Montzaeri argued that opposition should not be addressed by executions but by challenging their ideology.
. “Executing them without (their having committed) any new activities brings into question all prior judges and judgments. How do you justify executing someone who was sentenced to something less than execution? Now we have cut off all meetings and telephone calls. But tomorrow what answer can we give to their families? … Ultimately, the Mujahedin-e Khalq are not simply individuals. They represent an ideology and a school of thought. They represent a line of logic. One must respond to the wrong logic by presenting the right logic. One cannot resolve this through killing; killing will only propagate and spread it”.
Dr. Rafizadeh, says, “The government could not eliminate Montazri the way it did with other opposition leaders due to his religious authority and the large number of followers he had. He was put under house arrest and his speeches and activities were heavily controlled.”
He continues, “Ironically, all those people to whom Montazri is addressing and warning in the audio, all of those who were involved in these crimes, appear to enjoy high positions currently. Mostafa Pourmohammadi was a representative of the intelligence ministry to the notorious Evin prison, and he was recently appointed by the so-called moderate president Hassan Rowhani to be justice minister. Ebrahim Raeisi was a public prosecutor and is currently the head of Astan Quds Razavi, which has billions of dollars in revenues…. What is crucial to point out is that realistically speaking, these people are only few of those who would be involved in such large scale crimes against humanity. They have been awarded higher positions, power, and money.”

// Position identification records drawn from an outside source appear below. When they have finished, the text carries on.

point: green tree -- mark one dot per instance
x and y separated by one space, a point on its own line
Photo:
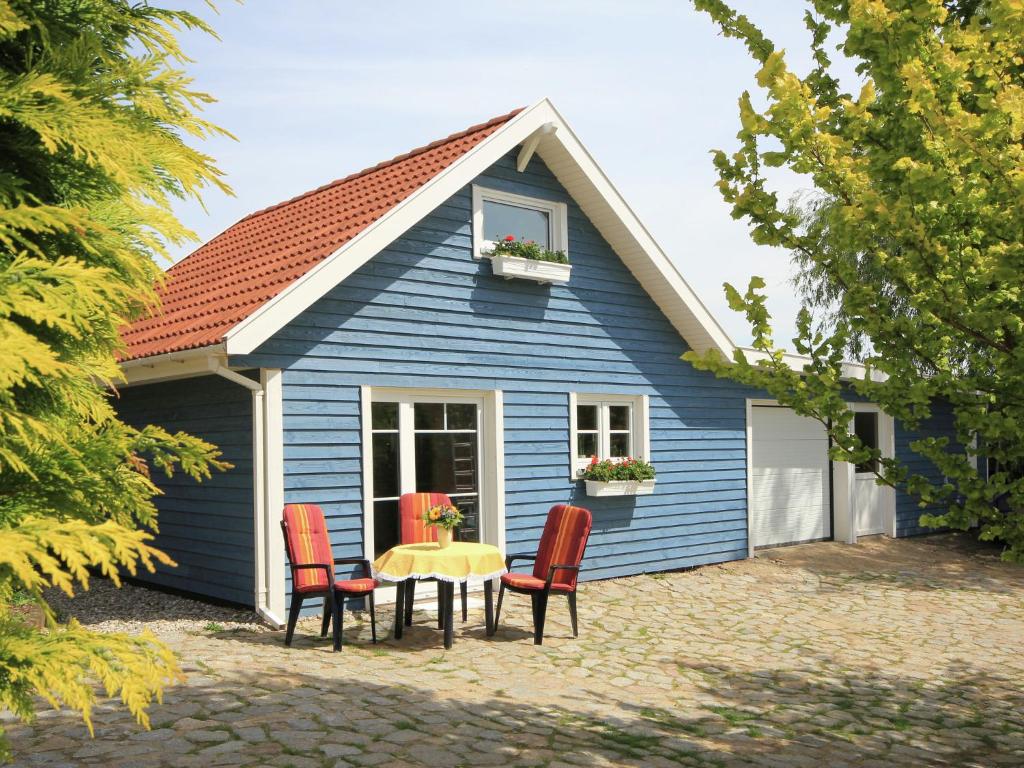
94 117
914 235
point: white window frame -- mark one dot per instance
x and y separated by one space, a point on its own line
491 433
639 428
557 218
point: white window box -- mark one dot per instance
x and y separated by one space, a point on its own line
541 271
620 487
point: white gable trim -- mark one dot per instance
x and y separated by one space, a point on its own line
574 168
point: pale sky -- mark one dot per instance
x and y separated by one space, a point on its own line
314 90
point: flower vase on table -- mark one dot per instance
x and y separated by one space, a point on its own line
445 518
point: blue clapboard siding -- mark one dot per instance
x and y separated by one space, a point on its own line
425 313
206 527
907 510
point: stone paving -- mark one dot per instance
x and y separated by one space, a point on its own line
888 653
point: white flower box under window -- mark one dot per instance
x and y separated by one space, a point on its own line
620 487
541 271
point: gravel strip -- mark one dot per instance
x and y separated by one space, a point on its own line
103 607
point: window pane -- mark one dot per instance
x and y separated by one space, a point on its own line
385 415
461 416
586 417
586 444
386 529
501 219
429 415
385 465
445 463
865 426
470 528
619 417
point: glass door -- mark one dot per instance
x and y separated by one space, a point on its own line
420 445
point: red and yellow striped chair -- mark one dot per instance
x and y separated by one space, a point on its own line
412 508
311 561
556 565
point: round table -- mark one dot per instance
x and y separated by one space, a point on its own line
456 563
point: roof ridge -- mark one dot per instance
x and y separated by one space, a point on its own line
380 166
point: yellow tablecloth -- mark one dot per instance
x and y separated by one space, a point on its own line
457 562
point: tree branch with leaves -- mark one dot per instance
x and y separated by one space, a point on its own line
95 115
912 245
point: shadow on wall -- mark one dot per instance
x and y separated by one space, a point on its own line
272 712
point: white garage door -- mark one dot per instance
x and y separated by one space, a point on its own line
791 478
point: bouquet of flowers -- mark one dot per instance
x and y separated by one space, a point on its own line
628 469
527 249
443 516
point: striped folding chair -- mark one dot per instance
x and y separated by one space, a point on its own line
556 565
311 562
414 529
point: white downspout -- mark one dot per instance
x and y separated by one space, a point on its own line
263 538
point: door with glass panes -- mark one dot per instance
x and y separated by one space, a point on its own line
419 445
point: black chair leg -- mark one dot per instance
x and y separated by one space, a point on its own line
326 623
440 606
338 610
410 597
293 616
541 612
373 616
498 609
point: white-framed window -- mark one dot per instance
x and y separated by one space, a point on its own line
498 214
445 440
608 426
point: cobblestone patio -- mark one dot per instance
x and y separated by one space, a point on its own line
907 652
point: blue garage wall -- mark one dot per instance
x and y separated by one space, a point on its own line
907 510
425 313
207 527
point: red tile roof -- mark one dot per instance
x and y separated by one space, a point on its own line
229 278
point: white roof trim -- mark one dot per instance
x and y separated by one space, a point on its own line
849 371
576 169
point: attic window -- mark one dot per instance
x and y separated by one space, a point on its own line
499 214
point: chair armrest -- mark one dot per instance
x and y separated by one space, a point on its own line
309 565
354 561
553 568
510 558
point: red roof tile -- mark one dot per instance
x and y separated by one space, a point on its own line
229 278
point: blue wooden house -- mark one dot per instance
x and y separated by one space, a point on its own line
360 341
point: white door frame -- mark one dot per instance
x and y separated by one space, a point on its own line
887 495
491 432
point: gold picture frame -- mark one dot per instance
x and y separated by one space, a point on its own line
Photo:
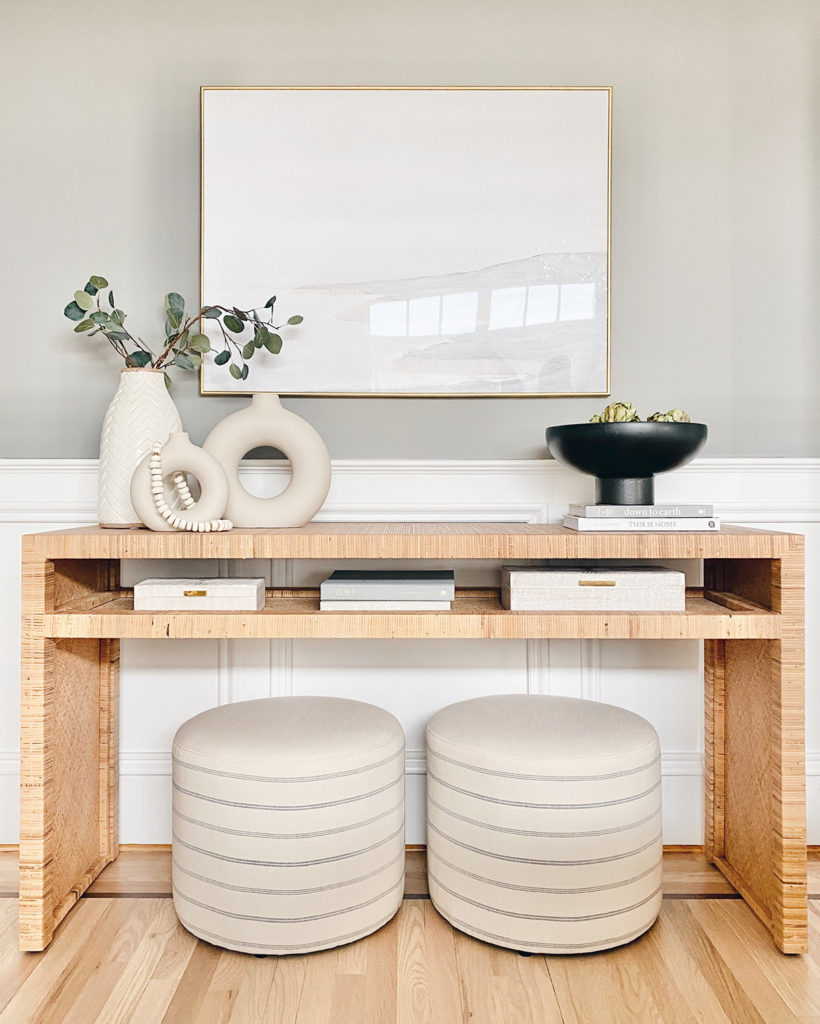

Poignantly, Montazeri tells the ruling politicians, “Beware of 50 years from now, when people will pass judgment on the leader (Khomeini) and will say he was a bloodthirsty, brutal and murderous leader…. I do not want history to remember him like that…”
Dr. Rafizadeh, concludes, “Finally, it is incumbent on the human rights organizations, the United Nations, and the International Criminal Court (ICC) to conduct rigorous investigations and bring those who have committed and continue to commit these crimes – and more likely who currently serve in high positions in Iran – to justice. Calls to bring these people to justice are increasing.”